The German exchange operator was forced to ditch a planned merger with LSE last month.
It also reaffirmed its outlook of "double-digit earnings growth" for the full year, despite merger costs that totalled €76.2m.
It said today that net profit rose 39.5% to €286m in the first quarter from a year earlier, lifted by the sale of a stake in BATS Global Markets.
"Thanks to our diversified business model and effective cost management we were able to compensate low equity market volatility in the first quarter and report solid earnings growth," the company's chief financial officer Gregor Pottmeyer said.

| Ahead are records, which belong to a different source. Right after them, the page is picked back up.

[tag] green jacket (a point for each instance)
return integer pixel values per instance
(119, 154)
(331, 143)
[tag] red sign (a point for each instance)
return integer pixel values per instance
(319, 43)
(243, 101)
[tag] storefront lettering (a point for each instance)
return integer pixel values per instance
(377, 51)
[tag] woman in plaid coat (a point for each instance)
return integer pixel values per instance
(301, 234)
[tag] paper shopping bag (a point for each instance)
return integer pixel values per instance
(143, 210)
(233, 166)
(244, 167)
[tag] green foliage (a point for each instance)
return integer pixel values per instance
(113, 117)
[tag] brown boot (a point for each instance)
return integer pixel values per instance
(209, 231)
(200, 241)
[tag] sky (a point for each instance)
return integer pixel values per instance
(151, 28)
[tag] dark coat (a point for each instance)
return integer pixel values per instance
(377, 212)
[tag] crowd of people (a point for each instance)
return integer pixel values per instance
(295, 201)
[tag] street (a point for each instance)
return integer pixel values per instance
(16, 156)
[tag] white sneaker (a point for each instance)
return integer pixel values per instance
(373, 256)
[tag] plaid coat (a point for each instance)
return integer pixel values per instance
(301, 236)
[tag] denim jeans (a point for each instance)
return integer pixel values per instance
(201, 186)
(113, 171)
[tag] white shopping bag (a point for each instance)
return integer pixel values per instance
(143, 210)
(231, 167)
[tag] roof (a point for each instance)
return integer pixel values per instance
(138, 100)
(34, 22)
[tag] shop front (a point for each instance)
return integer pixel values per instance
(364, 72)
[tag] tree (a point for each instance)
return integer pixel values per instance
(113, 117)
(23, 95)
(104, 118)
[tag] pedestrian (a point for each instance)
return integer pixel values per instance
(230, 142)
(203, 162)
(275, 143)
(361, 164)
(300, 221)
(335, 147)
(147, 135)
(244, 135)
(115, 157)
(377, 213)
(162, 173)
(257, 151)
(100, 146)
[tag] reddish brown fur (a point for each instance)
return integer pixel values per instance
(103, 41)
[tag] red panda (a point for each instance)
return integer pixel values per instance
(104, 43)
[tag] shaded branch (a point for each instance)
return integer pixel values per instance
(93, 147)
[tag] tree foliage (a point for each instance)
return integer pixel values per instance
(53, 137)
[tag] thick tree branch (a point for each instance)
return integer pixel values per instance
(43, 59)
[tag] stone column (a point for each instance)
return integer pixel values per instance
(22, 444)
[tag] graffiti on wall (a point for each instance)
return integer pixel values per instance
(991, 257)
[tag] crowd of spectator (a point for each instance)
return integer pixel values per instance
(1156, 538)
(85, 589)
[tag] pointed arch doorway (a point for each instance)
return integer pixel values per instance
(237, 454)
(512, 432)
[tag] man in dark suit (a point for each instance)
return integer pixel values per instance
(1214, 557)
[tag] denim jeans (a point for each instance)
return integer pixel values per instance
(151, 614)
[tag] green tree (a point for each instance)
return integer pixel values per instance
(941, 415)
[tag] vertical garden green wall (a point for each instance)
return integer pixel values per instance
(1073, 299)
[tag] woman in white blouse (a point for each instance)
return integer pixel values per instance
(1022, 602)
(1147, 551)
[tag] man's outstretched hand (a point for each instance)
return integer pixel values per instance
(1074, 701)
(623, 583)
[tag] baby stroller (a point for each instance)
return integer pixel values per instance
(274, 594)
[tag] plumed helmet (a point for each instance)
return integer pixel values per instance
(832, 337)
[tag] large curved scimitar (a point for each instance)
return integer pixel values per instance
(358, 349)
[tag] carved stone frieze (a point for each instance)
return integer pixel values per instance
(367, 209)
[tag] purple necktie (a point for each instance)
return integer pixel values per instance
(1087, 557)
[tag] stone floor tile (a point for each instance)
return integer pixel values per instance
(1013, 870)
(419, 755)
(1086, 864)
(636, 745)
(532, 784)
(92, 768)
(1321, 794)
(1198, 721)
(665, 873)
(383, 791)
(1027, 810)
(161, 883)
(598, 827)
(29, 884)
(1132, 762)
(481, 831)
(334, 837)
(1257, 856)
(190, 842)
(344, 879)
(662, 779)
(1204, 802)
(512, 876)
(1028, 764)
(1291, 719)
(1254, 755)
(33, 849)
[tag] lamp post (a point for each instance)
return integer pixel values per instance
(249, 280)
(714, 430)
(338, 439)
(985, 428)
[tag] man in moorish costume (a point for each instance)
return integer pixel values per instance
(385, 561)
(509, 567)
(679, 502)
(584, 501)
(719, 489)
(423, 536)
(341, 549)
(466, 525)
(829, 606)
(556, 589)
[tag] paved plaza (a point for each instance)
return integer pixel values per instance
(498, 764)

Pottmeyer said in a statement that Deutsche Boerse was "very well positioned" to benefit from improving cyclical conditions.
The results come a month after European Union regulators blocked a planned merger with LSE due to concerns over a potential monopoly in the processing of bond trades.
The industry has been trying to consolidate for years amid weaker trading volumes and shrinking margins, but regulatory concerns, along with nationalist wrangling, have hindered many cross-border deals.
In the wake of the failed merger, Deutsche Boerse has been coming under increased pressure from shareholders, with influential proxy adviser Glass Lewis recommending they vote against ratifying the actions of the management and supervisory board at its 2017 annual general meeting.
German companies typically ask their shareholders to approve the actions of their boards over the previous years at the annual shareholder meetings.
Glass Lewis said that shareholders may have concerns over the failed merger with the LSE and a pending investigation into CEO Carsten Kengeter over possible insider trading. Kengeter has denied the allegations.
Deutsche Boerse said it planned to buy back shares totalling around €200m in the second half of this year which it would fund from the proceeds generated from its 2016 sale of International Securities Exchange to Nasdaq for about €1 billion.
Those funds were initially earmarked for the merger with LSE, which last month announced its own €200m share buyback.